Fund captures the spirit of giving to help our most vulnerableCalgary Herald
November 26, 2021
Centre for Suicide Prevention is honoured once again to be included among the 75 organizations featured in the Calgary Herald Christmas Fund. As in 2020, all funds raised will go towards Buddy Up: a suicide prevention campaign that promotes authentic conversations between men and their buddies. Donations can be made directly through the CSP website. All funds donated tomorrow, November 30, Giving Tuesday, will also go directly towards the Buddy Up campaign.

The Military’s Broken Culture Around Sexual Violence and SuicideNew York Times
November 26, 2021
This article examines the relationship between suicide and intense and violent military culture, which often results in toxic relationships between service members and a stigma around help seeking. The suicide death of American Corporal Anne Vassas, 21, a marine, is also examined in the context of the culture and the sexual assaults Vassas experienced leading up to her death. Women who have served in the military are 2.5 times more likely to die by suicide, and sexual assault is associated with an increased risk of suicide and is more likely to lead to PTSD for both men and women when compared to combat. A recent report done for the American military found that people who report sexual assault usually regret reporting the assault to the military because of the backlash they experience. An inquiry into Corporal Vassas’ death showed that an assault she experienced was ignored and she was reprimanded for “being in the wrong barracks.”

Red Deer woman who lost brother to suicide raising money for prevention programs Red Deer Advocate
November 24, 2021
Sharon Reed lost brother Neil Reed, 42, to suicide last year. This year, she’s raising awareness and funds for suicide prevention in memory of Neil. “I’d like to do something positive,” said Reed. In this article, she also describes some of her grief journey.

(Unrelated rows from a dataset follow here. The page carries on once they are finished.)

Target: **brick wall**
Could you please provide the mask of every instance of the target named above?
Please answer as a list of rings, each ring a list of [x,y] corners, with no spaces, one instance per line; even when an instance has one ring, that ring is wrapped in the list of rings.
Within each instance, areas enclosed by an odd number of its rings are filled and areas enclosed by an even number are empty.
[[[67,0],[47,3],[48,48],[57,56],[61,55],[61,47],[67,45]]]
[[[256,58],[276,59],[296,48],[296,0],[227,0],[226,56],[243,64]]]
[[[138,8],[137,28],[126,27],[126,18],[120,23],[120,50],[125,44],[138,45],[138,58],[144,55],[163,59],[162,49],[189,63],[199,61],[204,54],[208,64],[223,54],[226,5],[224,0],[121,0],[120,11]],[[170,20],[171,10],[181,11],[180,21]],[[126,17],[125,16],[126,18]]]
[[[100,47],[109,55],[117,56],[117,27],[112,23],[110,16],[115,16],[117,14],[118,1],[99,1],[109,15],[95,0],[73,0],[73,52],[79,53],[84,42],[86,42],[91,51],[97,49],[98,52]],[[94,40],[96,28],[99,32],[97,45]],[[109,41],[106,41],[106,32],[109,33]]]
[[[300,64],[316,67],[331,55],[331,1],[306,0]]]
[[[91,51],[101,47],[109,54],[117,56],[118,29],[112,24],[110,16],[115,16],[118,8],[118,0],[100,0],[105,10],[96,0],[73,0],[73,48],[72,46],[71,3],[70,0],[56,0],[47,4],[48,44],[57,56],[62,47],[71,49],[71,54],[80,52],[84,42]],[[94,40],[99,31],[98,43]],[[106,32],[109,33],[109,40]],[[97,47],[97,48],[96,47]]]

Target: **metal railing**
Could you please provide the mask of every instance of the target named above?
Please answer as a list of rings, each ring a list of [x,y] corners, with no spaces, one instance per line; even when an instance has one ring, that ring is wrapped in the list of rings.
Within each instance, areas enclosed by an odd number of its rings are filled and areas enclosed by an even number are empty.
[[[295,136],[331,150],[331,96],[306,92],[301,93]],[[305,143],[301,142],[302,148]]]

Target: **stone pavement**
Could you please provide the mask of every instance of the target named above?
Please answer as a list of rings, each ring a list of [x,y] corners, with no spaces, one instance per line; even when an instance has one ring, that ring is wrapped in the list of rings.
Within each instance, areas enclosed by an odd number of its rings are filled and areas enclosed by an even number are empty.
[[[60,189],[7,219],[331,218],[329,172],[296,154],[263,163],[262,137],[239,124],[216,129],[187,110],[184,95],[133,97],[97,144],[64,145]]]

‘You become numb to it’: Residents of Mayo, Yukon, want state of emergency declared over substance use deaths CBC
November 23, 2021
Mayo, Yukon has been experiencing a number of deaths recently from substance use and suicide, and residents are urging the government to declare a state of emergency so supports can be made available. The village’s mayor, Trevor Ellis, says, “We have to be quite pragmatic about what the village can do. We need a lot more mental health, drug and alcohol workers in the community … but it’s difficult to find those people to come to a community like Mayo.”

A teenager was a suicide risk – and then the pandemic happenedGuardian
November 22, 2021
This article tells the story of Tony Luna, a teenager diagnosed with autism spectrum disorder who struggled with suicidal thoughts, and his mental health supports before and during COVID-19. Luna died by suicide during the pandemic, though he received telehealth supports throughout. Luna’s counsellor Paul Jamison said, “I don’t know if doing sessions on telehealth really made that much of a difference in his care. Overall I think we can connect with clients better when we can see them, when we are in the same room with them.” The article documents in parallel the efforts of Luna’s non-profit care provider, Centerstone, to transition to virtual care during the pandemic.

Strategies for managing suicidal ideation and reducing riskAmerican Medical Association
November 22, 2021
In this presentation made by Dr. Christine Yu Moutier, chief medical officer at the American Foundation for Suicide Prevention and Dr. Cori Green, a pediatrician, Yu Moutier explains the importance of suicide-screening and prevention efforts, while Dr. Green describes how she implemented these efforts into her practice as a pediatrician.

Sister shares ‘honest’ story of brother who died by suicide as focus turns to men’s mental healthCBC
November 16, 2021
Brian Mitchell, 35, died by suicide in October, and his sister, Erin Mitchell, is sharing his story. In his obituary, Mitchell wrote, “Stories like Brian’s should not be ignored.” Mitchell says, “We wanted to be as honest about this as possible because Brian struggled for a long time. There’s probably so many other families and friends who have a loved one in a very similar situation.” Mitchell shares about the family’s journey, “There are so many sleepless nights, so many times that you’re afraid and so many times that you call the police. And the only thing that you can do is take him down to the CMHA [Canadian Mental Health Association] office, if he’ll go with you.”